March 8, 2016 at 9:09 pm
(This post was last modified: March 8, 2016 at 9:10 pm by Jehanne.)
(March 8, 2016 at 2:27 am)Alex K Wrote: @Jehanne
But isn't the point of those advancing the fine tuning argument precisely that they can say a priori that (simply speaking) only one of those outcomes is compatible with life, e.g. that life = 100 times heads? Then it is irrelevant that all possibilities add up to a probability of 1. I'm not saying I buy the ft argument, just that the lotto fallacy alone doesn't appear to be sufficient to refute it unless you also argue that all outcomes are compatible with some form of observer
Has been pointed out, physicists do not know that the constants of nature are free to vary. Just because one can construct a mathematical model does not mean that Nature confirms itself to such a model; alternative models of gravitation exist to General Relativity that do not predict the anomalous precession of Mercury's orbit.

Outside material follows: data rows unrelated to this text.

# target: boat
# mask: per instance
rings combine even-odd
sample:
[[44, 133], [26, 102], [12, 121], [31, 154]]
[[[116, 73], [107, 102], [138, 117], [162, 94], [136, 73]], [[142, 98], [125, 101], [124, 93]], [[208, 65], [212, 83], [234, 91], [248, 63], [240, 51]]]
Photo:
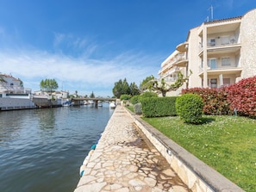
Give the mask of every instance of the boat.
[[66, 102], [63, 102], [62, 106], [63, 107], [69, 107], [69, 106], [72, 106], [73, 105], [74, 103], [72, 102], [71, 101], [66, 101]]
[[109, 108], [116, 108], [116, 102], [111, 102], [110, 104], [109, 104]]

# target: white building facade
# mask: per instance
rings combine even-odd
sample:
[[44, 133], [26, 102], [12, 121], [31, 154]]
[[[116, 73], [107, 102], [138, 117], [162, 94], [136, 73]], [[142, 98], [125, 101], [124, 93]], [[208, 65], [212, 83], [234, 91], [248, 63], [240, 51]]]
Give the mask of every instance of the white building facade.
[[219, 88], [256, 75], [256, 9], [243, 16], [206, 22], [189, 31], [162, 64], [160, 78], [175, 80], [178, 72], [189, 75], [183, 88]]

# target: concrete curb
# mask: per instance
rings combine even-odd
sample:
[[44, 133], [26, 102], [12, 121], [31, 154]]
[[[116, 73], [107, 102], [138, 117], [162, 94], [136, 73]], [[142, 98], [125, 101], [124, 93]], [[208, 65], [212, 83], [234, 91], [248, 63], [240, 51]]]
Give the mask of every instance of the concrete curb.
[[[126, 109], [126, 108], [125, 108]], [[192, 191], [242, 192], [242, 189], [199, 160], [138, 115], [126, 111], [147, 139], [166, 158], [171, 167]]]

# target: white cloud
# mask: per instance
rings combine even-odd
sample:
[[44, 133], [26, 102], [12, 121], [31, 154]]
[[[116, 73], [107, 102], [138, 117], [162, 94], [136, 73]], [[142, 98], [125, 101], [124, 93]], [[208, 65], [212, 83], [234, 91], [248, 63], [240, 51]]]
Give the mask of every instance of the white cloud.
[[[59, 42], [62, 37], [59, 35]], [[0, 72], [20, 77], [25, 87], [32, 86], [33, 90], [39, 90], [41, 79], [55, 78], [59, 89], [64, 82], [66, 90], [109, 90], [109, 95], [119, 79], [126, 77], [128, 83], [139, 85], [147, 76], [155, 76], [159, 68], [159, 59], [132, 52], [104, 60], [42, 51], [12, 51], [0, 53]]]

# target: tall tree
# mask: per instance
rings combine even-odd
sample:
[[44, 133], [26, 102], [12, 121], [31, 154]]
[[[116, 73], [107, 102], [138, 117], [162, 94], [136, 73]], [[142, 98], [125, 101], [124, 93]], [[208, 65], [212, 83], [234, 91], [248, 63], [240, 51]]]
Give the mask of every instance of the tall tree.
[[40, 88], [41, 90], [45, 90], [47, 92], [52, 93], [59, 88], [59, 85], [54, 78], [53, 79], [47, 78], [45, 80], [41, 81]]
[[116, 97], [120, 98], [121, 95], [129, 94], [129, 85], [126, 78], [124, 78], [123, 81], [120, 79], [118, 82], [115, 83], [112, 92]]
[[157, 92], [158, 94], [161, 93], [163, 96], [165, 96], [167, 92], [174, 91], [180, 88], [189, 78], [191, 73], [192, 71], [190, 71], [190, 74], [188, 77], [184, 77], [184, 75], [179, 72], [176, 82], [172, 84], [167, 84], [164, 78], [161, 78], [161, 81], [158, 81], [158, 79], [154, 78], [153, 76], [151, 76], [144, 79], [145, 81], [143, 81], [143, 84], [141, 83], [140, 85], [144, 90], [150, 90]]
[[93, 91], [92, 91], [91, 94], [90, 95], [90, 98], [95, 98], [95, 96], [94, 96]]
[[140, 89], [138, 88], [137, 84], [135, 84], [135, 83], [130, 84], [129, 94], [131, 96], [136, 96], [140, 94]]

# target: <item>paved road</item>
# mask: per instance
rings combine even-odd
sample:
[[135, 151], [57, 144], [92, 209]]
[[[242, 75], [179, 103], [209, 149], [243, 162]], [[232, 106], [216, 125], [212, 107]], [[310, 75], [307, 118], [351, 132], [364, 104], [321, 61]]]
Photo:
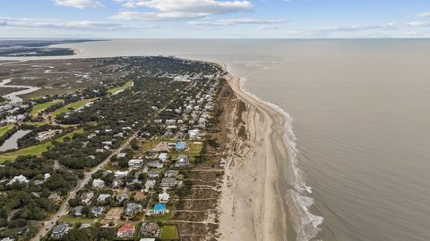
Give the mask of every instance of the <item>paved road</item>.
[[41, 229], [39, 233], [31, 239], [32, 241], [37, 241], [40, 240], [43, 237], [45, 237], [49, 229], [51, 229], [56, 223], [56, 221], [60, 219], [61, 216], [67, 214], [69, 212], [70, 206], [69, 206], [69, 200], [73, 198], [76, 195], [76, 193], [78, 193], [81, 189], [82, 189], [85, 185], [91, 179], [92, 174], [96, 173], [99, 170], [101, 170], [103, 167], [105, 167], [106, 164], [108, 164], [110, 162], [110, 159], [116, 155], [121, 153], [124, 149], [125, 149], [129, 145], [130, 142], [137, 137], [138, 131], [136, 131], [134, 134], [133, 134], [128, 139], [118, 148], [116, 149], [114, 153], [112, 153], [109, 156], [108, 156], [102, 162], [100, 162], [99, 165], [97, 165], [95, 168], [93, 168], [90, 172], [85, 172], [84, 178], [78, 182], [78, 185], [72, 190], [72, 192], [69, 193], [67, 197], [64, 200], [63, 204], [60, 206], [60, 209], [51, 218], [51, 220], [45, 221], [44, 222], [44, 228]]
[[[191, 82], [188, 86], [186, 86], [184, 90], [188, 89], [192, 85], [194, 81]], [[156, 114], [154, 114], [150, 119], [153, 120], [157, 116], [159, 116], [168, 106], [172, 104], [177, 97], [178, 95], [174, 96], [172, 100], [170, 100], [163, 108], [161, 108]], [[144, 125], [146, 127], [147, 124]], [[139, 130], [135, 131], [130, 137], [127, 138], [127, 140], [115, 152], [113, 152], [108, 158], [106, 158], [102, 162], [100, 162], [99, 165], [97, 165], [95, 168], [93, 168], [90, 172], [86, 172], [84, 174], [84, 178], [78, 182], [78, 185], [69, 193], [67, 197], [63, 201], [63, 204], [61, 204], [58, 212], [49, 220], [44, 222], [44, 227], [38, 232], [36, 236], [34, 236], [33, 238], [31, 238], [31, 241], [39, 241], [40, 238], [44, 237], [47, 232], [54, 228], [56, 225], [56, 221], [60, 219], [61, 216], [67, 214], [67, 212], [70, 210], [69, 206], [69, 200], [73, 198], [76, 195], [76, 193], [78, 193], [81, 189], [85, 187], [85, 185], [91, 179], [92, 174], [96, 173], [98, 170], [101, 170], [103, 167], [106, 166], [110, 162], [110, 159], [116, 155], [121, 153], [124, 149], [125, 149], [129, 145], [132, 140], [137, 137], [139, 133]]]

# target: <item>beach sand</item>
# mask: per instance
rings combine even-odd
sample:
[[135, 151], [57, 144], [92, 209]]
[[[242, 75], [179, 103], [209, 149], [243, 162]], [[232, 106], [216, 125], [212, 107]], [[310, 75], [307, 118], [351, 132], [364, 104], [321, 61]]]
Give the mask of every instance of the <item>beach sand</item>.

And, of course, Newtonian mechanics is mathematically complete yet fundamental flawed. Ultimately, GR will likely give way to something more deeper, as a "singularity" (infinite curvature) just does not make sense, physically.
And, even if the constants can vary, we still do not know the sample space that we are dealing with, and so, cannot possibly compute any objective probabilities. As Mark Twain said, "There are lies, damned lies, and then there's statistics." Christian theism was wrong about the orbits of the planets ("perfect circles") and it took Kepler nearly a decade and hundreds of pages of manuscripts to overcome that bias.